‘Thought we’d better feed the helpers.’
‘Is that one for me?’ Radia asked, pointing to a second, smaller package.
‘If you like,’ he told her, passing her the leafy bundle.
‘Lettuce?’ Far from being disappointed, she thought his gift hilarious.
‘Chinese leaf, celery and dill, and there’s a fresh baguette in there too,’ Monty smiled, and Radia laughed again. ‘Shall we cook it up?’
‘How?’ Radia squinted up at him. ‘Our kitchen’s all wrapped in plastic.’
Monty glanced at Joy whose shoulders dropped.
‘It’s true,’ she told him. ‘I didn’t get a chance to strip the protective wrapping off everything.’
‘How have you been eating?’ Monty asked.
‘We’ve managed.’
‘Yeah, cereal and toast,’ Radia dobbed her in.
‘Hey, my toast’s the best in the whole world, remember? Your words, not mine.’ Joy smiled for her daughter, who conceded that much was true, actually.
‘I think we can do better than a bit of toast tonight,’ Monty put in gently. ‘Listen, there’s a brick barbeque in the yard round the back of the shop, built it myself in the spring with Alex and Magnús. There’s a bag of charcoal too. Let’s fire it up.’
Telling him every fish fact she knew, Radia followed Monty round the back and through a little blue gate into a yard surrounded on all sides by the white walls of squat old cottages and stone outbuildings.
A patch of newly rooted turf, already getting overgrown in the summer sun, reached all the way to a completely bare half-moon flower bed by the barbeque.
‘You need to get some flowers in there,’ Monty told Radia, only just realising Joy had followed them round to keep an eye on him. ‘And in the window boxes.’

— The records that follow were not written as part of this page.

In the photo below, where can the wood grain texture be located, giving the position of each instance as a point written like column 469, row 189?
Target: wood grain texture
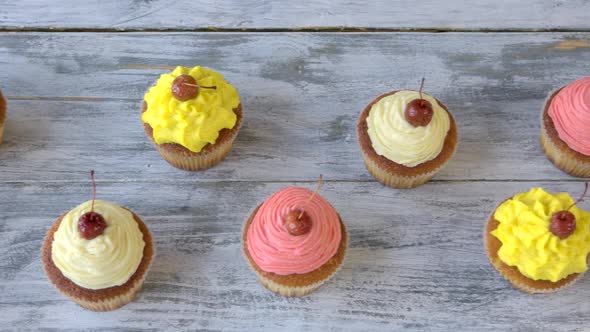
column 74, row 100
column 415, row 261
column 236, row 14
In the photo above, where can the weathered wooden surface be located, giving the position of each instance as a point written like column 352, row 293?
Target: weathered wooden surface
column 74, row 99
column 415, row 261
column 236, row 14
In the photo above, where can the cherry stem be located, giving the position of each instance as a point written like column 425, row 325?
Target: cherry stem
column 200, row 86
column 317, row 188
column 93, row 190
column 421, row 86
column 581, row 197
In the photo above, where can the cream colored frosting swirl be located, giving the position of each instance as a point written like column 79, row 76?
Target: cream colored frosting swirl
column 107, row 260
column 396, row 139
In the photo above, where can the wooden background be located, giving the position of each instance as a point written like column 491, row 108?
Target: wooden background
column 75, row 74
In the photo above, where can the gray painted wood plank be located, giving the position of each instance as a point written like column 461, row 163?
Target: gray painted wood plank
column 191, row 14
column 416, row 261
column 74, row 99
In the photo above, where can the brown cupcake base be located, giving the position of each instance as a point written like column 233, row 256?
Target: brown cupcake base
column 396, row 175
column 105, row 299
column 511, row 273
column 211, row 155
column 295, row 285
column 557, row 151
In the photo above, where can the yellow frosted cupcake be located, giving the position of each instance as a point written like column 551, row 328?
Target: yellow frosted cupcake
column 539, row 241
column 192, row 115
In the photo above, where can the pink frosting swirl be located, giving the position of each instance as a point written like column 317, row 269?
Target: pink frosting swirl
column 570, row 112
column 271, row 246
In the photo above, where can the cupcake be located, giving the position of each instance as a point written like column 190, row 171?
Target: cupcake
column 539, row 241
column 565, row 128
column 2, row 115
column 406, row 137
column 192, row 115
column 294, row 242
column 98, row 255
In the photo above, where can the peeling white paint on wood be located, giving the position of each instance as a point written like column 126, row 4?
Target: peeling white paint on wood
column 237, row 14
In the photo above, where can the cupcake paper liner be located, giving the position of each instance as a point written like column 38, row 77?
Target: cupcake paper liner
column 295, row 285
column 511, row 273
column 199, row 161
column 106, row 299
column 396, row 175
column 556, row 150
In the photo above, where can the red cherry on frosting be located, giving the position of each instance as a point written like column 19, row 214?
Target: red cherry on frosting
column 185, row 87
column 419, row 111
column 297, row 223
column 91, row 224
column 563, row 223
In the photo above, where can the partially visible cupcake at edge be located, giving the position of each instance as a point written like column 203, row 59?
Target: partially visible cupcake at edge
column 565, row 128
column 192, row 115
column 2, row 115
column 406, row 137
column 295, row 241
column 98, row 255
column 539, row 241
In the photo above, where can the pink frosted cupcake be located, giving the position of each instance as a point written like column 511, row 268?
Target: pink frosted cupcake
column 294, row 241
column 565, row 128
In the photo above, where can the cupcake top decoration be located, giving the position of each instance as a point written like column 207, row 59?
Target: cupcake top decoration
column 419, row 111
column 185, row 87
column 535, row 239
column 298, row 222
column 408, row 127
column 91, row 224
column 97, row 245
column 295, row 231
column 190, row 106
column 570, row 111
column 563, row 223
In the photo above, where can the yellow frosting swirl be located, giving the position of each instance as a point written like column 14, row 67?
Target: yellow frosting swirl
column 196, row 122
column 107, row 260
column 527, row 242
column 396, row 139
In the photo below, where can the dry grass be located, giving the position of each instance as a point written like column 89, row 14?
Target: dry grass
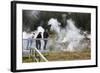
column 63, row 56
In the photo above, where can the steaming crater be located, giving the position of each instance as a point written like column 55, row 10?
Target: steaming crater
column 68, row 38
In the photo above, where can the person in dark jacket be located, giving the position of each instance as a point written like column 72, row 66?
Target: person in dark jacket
column 38, row 41
column 45, row 36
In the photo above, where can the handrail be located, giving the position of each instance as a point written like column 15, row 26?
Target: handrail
column 41, row 55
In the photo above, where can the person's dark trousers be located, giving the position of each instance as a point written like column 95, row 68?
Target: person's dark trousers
column 38, row 44
column 45, row 43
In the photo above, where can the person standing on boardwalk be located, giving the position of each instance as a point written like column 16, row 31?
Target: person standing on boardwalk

‘I don’t have any,’ Radia said with a shrug. Charley fox dragged on the grass at her ankles.
Joy wanted to say there was no point planting things they wouldn’t see growing but, not wanting to upset Radia, she didn’t. Instead she kept her distance, arms folded, watching Monty start up the barbeque.
‘What’s that?’ Radia asked as he sparked his lighter.
‘Oh, it’s a, it’s…’ He turned to Joy as if asking her permission.
‘It’s a cigarette lighter,’ Joy told her.
‘You smoke cigarettes!’ Radia blurted, dismayed.
‘Well, sometimes,’ Monty told her. ‘But I’m definitely going to stop.’
‘Today?’
‘Umm, well…’
‘Come on, Rads. Let Monty sort the food.’ Joy tried to pry her away, and Monty smiled back, apologetically.
‘’Ow do,’ called a friendly voice from the courtyard, and Radia instantly abandoned Monty in favour of finding out who it was that sounded exactly like a pirate.
Before Joy and Radia could round the corner, a small, curly coated dog padded towards them.
‘That’s Aldous,’ Monty told them as he tipped the coals out onto the grill.
Radia dropped to her knees to cuddle him.